In fact the 35-year-old Festinger, who had spent his career examining dogmatic thinking in all its forms, had a different expectation. He thought their convictions would become even more entrenched. It would be too psychologically threatening to admit they were wrong, too mortifying to confront the stares of those who had warned them. Sure enough, as the clock ticked past midnight, the cult members rapidly found an alternative explanation. The planetary timetable had shifted: the spaceship would now come two years later. Within a week they were back out on a recruitment drive.

I mention this research because it offers the only lens through which to make sense of what has unfolded over the past six years of British politics. Future historians will not be particularly surprised by the appointment of a fourth chancellor in less than a year, markets in meltdown and talk of a new leadership election weeks after the last one (with some bookmakers putting short odds on a Boris Johnson comeback). No, these will be seen as the logical consequence of what went before, a sequence of events stretching back to the defining prophecy of recent British political history.

For it is Brexit that sits behind all that has unfolded.

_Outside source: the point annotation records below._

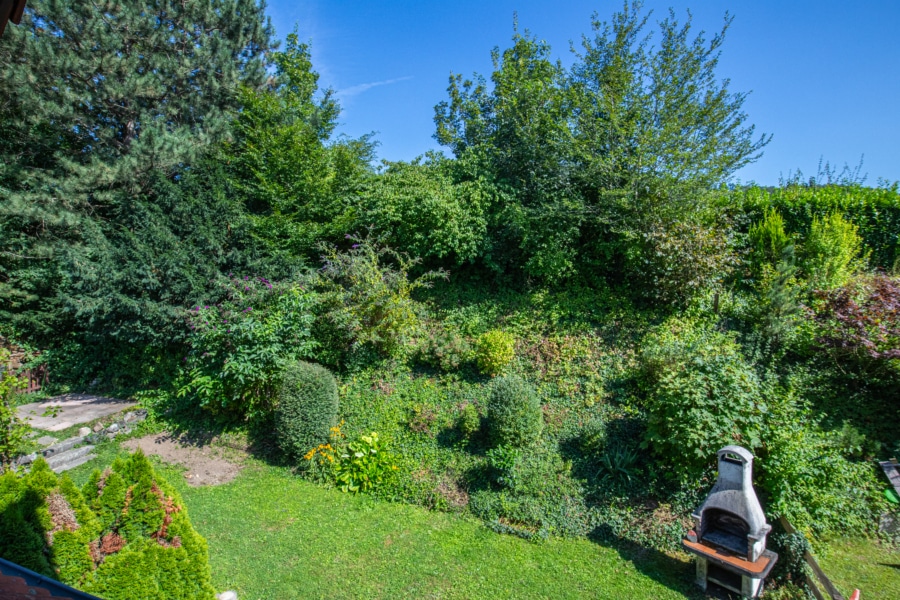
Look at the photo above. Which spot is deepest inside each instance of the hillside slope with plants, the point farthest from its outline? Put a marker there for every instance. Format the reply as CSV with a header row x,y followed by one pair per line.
x,y
552,327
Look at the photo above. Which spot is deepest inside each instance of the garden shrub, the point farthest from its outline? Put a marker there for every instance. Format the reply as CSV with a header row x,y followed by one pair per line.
x,y
147,547
367,296
514,412
833,252
676,260
807,478
364,465
444,348
240,345
46,524
875,211
469,421
307,408
701,395
494,350
124,536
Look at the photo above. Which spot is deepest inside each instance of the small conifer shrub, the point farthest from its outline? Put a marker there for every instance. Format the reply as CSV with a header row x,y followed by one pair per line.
x,y
307,408
494,350
514,412
125,536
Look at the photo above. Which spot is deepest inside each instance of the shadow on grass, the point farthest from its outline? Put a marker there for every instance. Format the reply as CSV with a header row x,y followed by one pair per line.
x,y
670,572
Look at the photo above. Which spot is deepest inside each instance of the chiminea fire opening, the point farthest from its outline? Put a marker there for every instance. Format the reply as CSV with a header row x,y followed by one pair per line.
x,y
730,529
726,531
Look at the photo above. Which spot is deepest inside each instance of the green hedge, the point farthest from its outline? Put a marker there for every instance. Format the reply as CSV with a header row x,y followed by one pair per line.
x,y
876,211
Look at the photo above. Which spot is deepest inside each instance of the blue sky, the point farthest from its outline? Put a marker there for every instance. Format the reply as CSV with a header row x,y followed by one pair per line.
x,y
824,75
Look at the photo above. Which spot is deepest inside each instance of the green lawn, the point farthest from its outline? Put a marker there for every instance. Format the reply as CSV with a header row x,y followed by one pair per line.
x,y
272,535
863,564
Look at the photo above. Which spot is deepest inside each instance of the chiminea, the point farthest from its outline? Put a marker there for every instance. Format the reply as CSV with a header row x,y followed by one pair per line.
x,y
730,529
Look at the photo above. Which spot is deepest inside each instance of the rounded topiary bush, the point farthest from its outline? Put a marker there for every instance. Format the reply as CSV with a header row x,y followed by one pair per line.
x,y
307,408
514,412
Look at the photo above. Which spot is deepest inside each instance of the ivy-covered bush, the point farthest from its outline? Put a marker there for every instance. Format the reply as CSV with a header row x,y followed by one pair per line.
x,y
125,536
672,261
307,408
701,395
514,412
807,478
444,348
239,346
364,465
469,421
494,350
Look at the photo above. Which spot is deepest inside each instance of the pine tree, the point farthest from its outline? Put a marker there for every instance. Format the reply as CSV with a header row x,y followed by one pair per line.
x,y
102,107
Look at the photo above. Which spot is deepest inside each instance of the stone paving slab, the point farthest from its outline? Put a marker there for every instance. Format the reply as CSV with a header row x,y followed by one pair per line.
x,y
73,409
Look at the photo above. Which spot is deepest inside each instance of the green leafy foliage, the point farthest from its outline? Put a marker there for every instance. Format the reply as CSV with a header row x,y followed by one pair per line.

It was the true believers who prophesied that the economy would grow ever faster when unshackled from the Teutonic chains of the EU; who divined that, reacquainted with the sovereignty looted by Brussels, we would be able to secure advantageous trade deals around the world; who foretold that we would be able to cut immigration to a fraction of its previous size while turbocharging productivity and growth.

 

Each of those predictions was flatly disputed by those who voted against this historic error, but we were told we simply didn’t believe fervently enough, or that we were talking Britain down. The language became ever more cultish as each prediction collided with reality and was found wanting. Backbenchers jeered in the Commons when reference was made to estimates that the economy had shrunk by 5.3 per cent; hooted when they saw that investment had plummeted by 13.7 per cent; howled with derision at damaging declines in exports. The more our economy suffered, the more our credibility was eroded, the more they cleaved to the cake-and-eat-it fantasies that got us here.

At times the confabulation has reached proportions that might have surprised even Festinger. Surveying the carnage on the gilt markets after the ill-conceived mini-budget, Daniel Hannan detected an all-pervading fear of a Keir Starmer government. The most ardent Brexiteer columnist for the Telegraph glimpsed a remainer cabal working to scupper a heroic Tory administration. In an interview with Mishal Husain on the Today programme Jacob Rees-Mogg felt moved to question the impartiality of the BBC. He regarded it as a betrayal that Husain had linked the rise in gilt yields to the mini-budget, even though one directly followed the other. Somewhere in that subtle but shallow mind an alternative reality was unfolding.

Historians will perhaps point out that we have seen mass sociogenic delusions in the past. Ancient Rome was so attached to the idea that it was protected by divine providence that, instead of dealing with the various crises of antiquity, it debased the currency: the denarius was adulterated from 98 per cent silver in AD63 to 0 per cent by AD270, leading to mass inflation. Similar patterns can be seen in the demise of the Mayans, Persians and Mamluks. Some might say that the vote for Brexit was a similar spasm of historical denial, a once great power struggling to deal with a more niche role in world affairs.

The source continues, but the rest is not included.